70B — The total size. Bigger models often handle complex tasks better but are slower.
/ 16B active — If shown, this model uses a "mixture of experts" design. Only 16B parameters activate per request, making it faster while still being capable.
128K → 200K
This shows the context window—how much text the model can consider at once.
128K — The standard context size (~96,000 words).
→ 200K — If shown, the model can extend to this larger size with special configuration.
Rule of thumb: 1,000 tokens ≈ 750 words. So 128K tokens ≈ 96,000 words (a medium-length novel).
MoE or Dense
The model's internal design:
Dense — All parts of the model work on every request. Simpler and more predictable.
MoE — "Mixture of Experts." Only some parts activate per request, giving you big-model quality at lower cost.
Structured Output Status
Native— Model reliably produces JSON/structured data.
Prompted— Can produce structured output if you ask carefully.
Unknown— Not confirmed.
Understanding Licenses
Each card shows a license bar indicating what you can do with the model.
License Family Badges
The colored badge tells you the general category of restrictions:
Permissive
Minimal restrictions (MIT, Apache-2.0)
Use freely for research and teaching. Best for reproducibility.
Permissive+
Modified permissive (Modified MIT)
Mostly open with some extra requirements like attribution.
Community
Open with usage policies (Llama-style)
Free to use but with acceptable use policies and sometimes commercial thresholds.
Restricted
Terms of use required (Gemma-style)
Must agree to terms. May have use restrictions.
License ID & View Link
Next to the badge, you'll see the specific license name (e.g., "MIT", "Apache-2.0"). Click View to read the full license text.

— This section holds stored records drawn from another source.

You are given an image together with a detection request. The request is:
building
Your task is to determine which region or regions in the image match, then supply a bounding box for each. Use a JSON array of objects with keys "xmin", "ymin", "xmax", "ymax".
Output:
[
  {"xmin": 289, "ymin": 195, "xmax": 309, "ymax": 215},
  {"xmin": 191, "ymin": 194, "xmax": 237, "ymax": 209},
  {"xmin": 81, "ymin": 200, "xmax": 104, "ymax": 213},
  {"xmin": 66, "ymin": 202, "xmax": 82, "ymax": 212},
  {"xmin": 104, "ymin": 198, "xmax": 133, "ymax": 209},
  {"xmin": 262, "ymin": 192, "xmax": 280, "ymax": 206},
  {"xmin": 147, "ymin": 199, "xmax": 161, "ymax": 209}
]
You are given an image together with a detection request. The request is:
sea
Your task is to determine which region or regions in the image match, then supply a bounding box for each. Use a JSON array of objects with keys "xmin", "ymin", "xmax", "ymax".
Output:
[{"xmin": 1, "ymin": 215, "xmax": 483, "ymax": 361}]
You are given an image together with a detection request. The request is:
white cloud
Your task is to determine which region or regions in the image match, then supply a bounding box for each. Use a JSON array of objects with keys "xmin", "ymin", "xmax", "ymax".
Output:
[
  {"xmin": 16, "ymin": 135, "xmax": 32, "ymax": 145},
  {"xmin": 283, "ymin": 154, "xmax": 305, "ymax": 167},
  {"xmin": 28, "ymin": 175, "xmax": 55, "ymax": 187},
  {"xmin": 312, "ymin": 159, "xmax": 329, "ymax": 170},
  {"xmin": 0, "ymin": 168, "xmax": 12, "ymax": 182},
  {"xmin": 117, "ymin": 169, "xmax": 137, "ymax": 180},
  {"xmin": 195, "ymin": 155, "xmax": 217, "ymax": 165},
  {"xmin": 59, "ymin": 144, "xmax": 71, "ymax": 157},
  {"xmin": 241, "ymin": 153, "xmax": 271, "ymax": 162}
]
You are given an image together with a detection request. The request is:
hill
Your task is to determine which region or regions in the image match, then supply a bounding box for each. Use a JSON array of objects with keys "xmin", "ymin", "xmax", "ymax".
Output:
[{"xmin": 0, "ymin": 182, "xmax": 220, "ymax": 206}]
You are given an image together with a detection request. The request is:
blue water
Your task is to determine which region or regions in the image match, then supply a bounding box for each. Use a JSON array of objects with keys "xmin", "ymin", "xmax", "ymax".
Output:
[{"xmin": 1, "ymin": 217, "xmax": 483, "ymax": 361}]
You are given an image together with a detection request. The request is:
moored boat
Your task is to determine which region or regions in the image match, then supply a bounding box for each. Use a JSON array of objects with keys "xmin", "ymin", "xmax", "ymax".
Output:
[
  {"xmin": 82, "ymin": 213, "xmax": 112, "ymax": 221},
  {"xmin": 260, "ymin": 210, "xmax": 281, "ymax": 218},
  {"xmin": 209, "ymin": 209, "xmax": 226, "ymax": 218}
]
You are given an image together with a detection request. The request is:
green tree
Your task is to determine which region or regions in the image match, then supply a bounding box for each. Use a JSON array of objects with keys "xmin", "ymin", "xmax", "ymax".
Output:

For institutional use: If you need models for long-term reproducible research, prioritize Permissive licenses and models marked Open. Always consult your institution's guidance for licensing decisions.
Expanded Details
Click "Show details" at the bottom of any card to see more information.
Best For
A list of tasks this model excels at—like "long-document reading," "coding assistance," or "multilingual work."
+
Strengths
What the model does well. Examples: "strong at staying coherent with very large context," "good multilingual coverage."
–
Limitations
What to be aware of. Examples: "no image input," "tool-calling depends on provider."

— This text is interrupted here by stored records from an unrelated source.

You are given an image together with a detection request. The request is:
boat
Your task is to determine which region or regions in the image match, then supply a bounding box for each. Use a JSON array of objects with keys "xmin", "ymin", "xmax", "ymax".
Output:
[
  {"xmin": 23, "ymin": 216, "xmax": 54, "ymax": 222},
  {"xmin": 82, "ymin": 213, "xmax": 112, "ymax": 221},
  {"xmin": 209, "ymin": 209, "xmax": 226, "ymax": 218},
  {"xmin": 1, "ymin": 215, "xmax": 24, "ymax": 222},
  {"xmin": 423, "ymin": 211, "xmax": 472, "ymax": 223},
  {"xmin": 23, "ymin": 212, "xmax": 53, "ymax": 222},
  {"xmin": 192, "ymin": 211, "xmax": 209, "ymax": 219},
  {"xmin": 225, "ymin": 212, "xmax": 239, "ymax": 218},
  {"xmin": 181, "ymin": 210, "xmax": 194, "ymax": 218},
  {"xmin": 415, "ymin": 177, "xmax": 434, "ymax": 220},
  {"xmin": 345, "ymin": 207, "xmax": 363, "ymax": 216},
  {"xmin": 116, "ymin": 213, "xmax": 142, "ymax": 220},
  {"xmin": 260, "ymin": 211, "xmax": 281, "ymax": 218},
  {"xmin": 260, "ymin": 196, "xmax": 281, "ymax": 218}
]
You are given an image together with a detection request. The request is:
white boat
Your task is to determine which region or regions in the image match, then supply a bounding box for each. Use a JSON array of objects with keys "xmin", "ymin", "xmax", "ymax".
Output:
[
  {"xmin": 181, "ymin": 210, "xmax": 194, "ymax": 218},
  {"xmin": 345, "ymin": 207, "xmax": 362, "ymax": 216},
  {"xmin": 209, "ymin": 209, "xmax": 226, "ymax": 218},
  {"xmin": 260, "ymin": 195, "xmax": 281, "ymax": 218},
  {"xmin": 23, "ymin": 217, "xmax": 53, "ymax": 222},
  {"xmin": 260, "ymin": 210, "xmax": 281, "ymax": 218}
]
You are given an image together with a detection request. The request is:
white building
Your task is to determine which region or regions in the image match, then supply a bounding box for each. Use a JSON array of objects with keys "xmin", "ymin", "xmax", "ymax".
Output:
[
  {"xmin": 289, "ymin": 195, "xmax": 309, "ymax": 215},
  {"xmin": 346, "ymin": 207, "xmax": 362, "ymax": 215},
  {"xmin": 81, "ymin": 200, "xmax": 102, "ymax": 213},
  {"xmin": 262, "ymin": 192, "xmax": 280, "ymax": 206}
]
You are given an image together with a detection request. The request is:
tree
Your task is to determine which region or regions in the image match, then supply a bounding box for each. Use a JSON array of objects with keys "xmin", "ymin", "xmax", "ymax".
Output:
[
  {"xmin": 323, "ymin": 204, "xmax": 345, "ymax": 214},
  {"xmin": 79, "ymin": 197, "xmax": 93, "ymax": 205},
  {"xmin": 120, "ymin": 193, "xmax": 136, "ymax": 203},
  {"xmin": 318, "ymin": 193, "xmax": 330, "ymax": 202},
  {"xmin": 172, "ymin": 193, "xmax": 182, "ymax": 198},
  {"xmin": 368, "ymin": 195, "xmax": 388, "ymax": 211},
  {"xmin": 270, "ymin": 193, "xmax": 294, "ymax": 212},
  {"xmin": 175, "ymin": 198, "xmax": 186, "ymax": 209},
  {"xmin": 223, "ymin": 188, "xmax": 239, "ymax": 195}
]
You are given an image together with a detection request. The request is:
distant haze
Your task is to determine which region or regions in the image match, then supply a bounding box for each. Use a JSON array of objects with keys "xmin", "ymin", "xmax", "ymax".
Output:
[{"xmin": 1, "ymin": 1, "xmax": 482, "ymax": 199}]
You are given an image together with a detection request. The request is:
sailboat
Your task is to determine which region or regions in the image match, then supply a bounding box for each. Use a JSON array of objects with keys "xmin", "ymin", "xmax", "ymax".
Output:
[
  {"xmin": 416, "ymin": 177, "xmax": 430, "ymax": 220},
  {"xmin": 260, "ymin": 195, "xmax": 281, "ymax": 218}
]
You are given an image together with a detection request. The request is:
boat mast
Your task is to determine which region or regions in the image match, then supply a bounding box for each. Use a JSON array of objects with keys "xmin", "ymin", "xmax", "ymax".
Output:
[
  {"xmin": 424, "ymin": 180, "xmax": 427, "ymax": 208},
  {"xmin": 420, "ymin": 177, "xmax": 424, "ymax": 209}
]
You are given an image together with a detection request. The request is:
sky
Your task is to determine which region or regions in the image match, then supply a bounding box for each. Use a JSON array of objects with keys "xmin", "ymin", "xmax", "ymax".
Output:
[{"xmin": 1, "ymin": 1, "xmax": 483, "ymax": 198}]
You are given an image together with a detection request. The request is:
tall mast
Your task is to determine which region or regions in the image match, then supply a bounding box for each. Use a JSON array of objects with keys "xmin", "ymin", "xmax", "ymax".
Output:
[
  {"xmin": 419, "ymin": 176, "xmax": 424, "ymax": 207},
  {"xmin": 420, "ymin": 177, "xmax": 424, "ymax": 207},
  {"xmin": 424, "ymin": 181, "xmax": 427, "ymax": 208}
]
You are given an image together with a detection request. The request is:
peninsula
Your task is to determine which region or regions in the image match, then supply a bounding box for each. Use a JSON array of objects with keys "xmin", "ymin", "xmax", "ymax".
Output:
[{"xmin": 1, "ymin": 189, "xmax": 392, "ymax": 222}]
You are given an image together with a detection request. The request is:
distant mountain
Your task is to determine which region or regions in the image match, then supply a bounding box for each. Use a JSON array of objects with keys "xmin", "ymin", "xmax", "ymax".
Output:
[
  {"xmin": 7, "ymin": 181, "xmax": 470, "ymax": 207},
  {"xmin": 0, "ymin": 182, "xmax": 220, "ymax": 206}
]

License Notes & Context Notes
Additional details about licensing terms or context window behavior. Not all models have these.
Choosing a Model
Quick guidance based on what you need to do.
Long Documents
Reading long texts, comparing sources, extended conversations
Look for:Long context badge, 100K+ context
Images & Charts
Screenshots, diagrams, scanned documents, photos
Required:Vision badge—no workarounds
Code & Data
Writing code, extracting data, working with structured formats
Look for:Tool use, Native structured output
Reproducibility
Long-term research, citable outputs, institutional use
Look for:Permissive license + Open badge
A note on "accuracy"
Bigger or "reasoning" models aren't automatically more accurate. For scholarly work:
• Always verify against original sources
• Ask for citations and check them
• Treat models as drafting tools, not authorities
Glossary
Terms you might see in the registry.
Token
A chunk of text the model processes—roughly 3-4 characters or ¾ of a word.
Context
How much text the model can "see" at once. 128K context ≈ 96,000 words.
Parameters (B)
The model's size in billions. Bigger often means more capable but slower.
Dense
A model where all parameters work on every request.
MoE
"Mixture of Experts"—only some parameters activate per request, balancing capability and speed.
Open Weights
The model can be downloaded and run on your own servers.
Tool Use
The model can call external tools like search, calculators, or databases.
Structured Output
The model can produce formatted data like JSON reliably.